Hibbertia lepidota is a species of flowering plant in the family Dilleniaceae and is endemic to northern Australia. It is an erect or trailing shrub with scaly foliage, mostly linear to elliptic leaves, and yellow flowers arranged singly or on small groups in leaf axils, with 15 to 24 stamens arranged in bundles around the two carpels.

==Description==
Hibbertia lepidota is an erect or trailing shrub that typically grows to a height of up to 1.0 m and has densely scaly branches. The leaves are mostly linear to elliptic, 15–25 mm long and 0.5–2.2 mm wide, more or less sessile and covered with scales, especially on the lower surface. The flowers are arranged singly, sometimes in groups of up to five near the ends of short side shoots on a peduncle 3.5–8 mm long, with linear to lance-shaped bracts 1.1–1.7 mm long. The five sepals are joined at the base, the two outer sepal lobes 3.5–4.1 mm long and the inner lobes slightly longer.

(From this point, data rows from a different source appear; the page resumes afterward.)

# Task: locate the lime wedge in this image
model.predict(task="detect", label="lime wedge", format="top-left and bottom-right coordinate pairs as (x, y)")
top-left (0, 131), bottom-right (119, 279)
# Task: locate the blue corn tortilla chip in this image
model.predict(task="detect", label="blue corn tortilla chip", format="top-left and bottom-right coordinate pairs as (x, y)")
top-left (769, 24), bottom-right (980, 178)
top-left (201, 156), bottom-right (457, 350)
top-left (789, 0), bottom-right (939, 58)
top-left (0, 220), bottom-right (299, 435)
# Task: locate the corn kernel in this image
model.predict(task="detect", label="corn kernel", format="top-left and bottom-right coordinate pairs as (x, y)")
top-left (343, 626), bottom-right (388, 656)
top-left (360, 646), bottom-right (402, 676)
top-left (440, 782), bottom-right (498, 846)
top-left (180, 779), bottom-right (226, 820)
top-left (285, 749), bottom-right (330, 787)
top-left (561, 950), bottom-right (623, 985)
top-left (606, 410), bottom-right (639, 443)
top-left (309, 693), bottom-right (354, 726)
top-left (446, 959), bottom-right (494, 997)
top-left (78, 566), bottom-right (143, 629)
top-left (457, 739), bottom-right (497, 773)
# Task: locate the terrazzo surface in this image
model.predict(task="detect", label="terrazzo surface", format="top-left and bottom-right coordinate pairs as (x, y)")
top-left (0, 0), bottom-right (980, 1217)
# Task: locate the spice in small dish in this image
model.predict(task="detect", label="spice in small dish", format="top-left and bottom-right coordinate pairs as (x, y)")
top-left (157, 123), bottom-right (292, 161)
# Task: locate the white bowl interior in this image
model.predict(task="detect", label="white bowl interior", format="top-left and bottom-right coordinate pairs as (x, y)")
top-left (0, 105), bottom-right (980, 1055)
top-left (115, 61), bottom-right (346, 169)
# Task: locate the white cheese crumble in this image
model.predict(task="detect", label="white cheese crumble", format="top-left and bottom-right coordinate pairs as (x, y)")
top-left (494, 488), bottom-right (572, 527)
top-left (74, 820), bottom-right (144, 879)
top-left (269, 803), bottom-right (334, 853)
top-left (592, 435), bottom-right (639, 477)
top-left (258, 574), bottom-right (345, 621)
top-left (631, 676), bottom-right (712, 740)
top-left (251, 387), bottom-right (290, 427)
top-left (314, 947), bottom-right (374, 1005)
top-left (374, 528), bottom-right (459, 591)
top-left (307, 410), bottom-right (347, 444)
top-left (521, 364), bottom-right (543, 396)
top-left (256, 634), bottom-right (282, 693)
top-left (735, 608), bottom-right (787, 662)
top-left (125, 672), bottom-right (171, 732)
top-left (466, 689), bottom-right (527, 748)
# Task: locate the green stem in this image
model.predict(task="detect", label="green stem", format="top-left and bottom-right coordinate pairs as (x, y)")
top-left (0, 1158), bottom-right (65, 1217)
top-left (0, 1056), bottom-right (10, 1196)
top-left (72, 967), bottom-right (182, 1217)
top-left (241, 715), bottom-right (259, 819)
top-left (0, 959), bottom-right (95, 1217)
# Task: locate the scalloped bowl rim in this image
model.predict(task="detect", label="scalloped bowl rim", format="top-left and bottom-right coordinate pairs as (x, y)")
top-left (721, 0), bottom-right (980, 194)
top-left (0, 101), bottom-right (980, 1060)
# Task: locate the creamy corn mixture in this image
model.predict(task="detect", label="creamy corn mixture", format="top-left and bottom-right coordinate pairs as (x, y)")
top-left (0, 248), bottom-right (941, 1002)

The five petals are egg-shaped with the narrower end towards the base, yellow, 4.4–5.8 mm long and there are 15 to 24 stamens arranged in groups around the two carpels, sometimes with up to six staminodes, each carpel with two ovules.

==Taxonomy==
Hibbertia lepidota was first formally described in 1817 by Augustin Pyramus de Candolle in his Regni Vegetabilis Systema Naturale from an unpublished description by Robert Brown. The specific epithet (lepidota) means "covered with scales".

==Distribution and habitat==
This hibbertia grows in woodland in sandy or gravelly soil in the Central Kimberley, Northern Kimberley and Victoria Bonaparte biogeographic regions of Western Australia, in Top End region of the Northern Territory and in northern Queensland.

==Conservation status==
Hibbertia lepidota is classified as "least concern" under the Territory Parks and Wildlife Conservation Act 1976 and as "not threatened" by the Western Australian Government Department of Parks and Wildlife.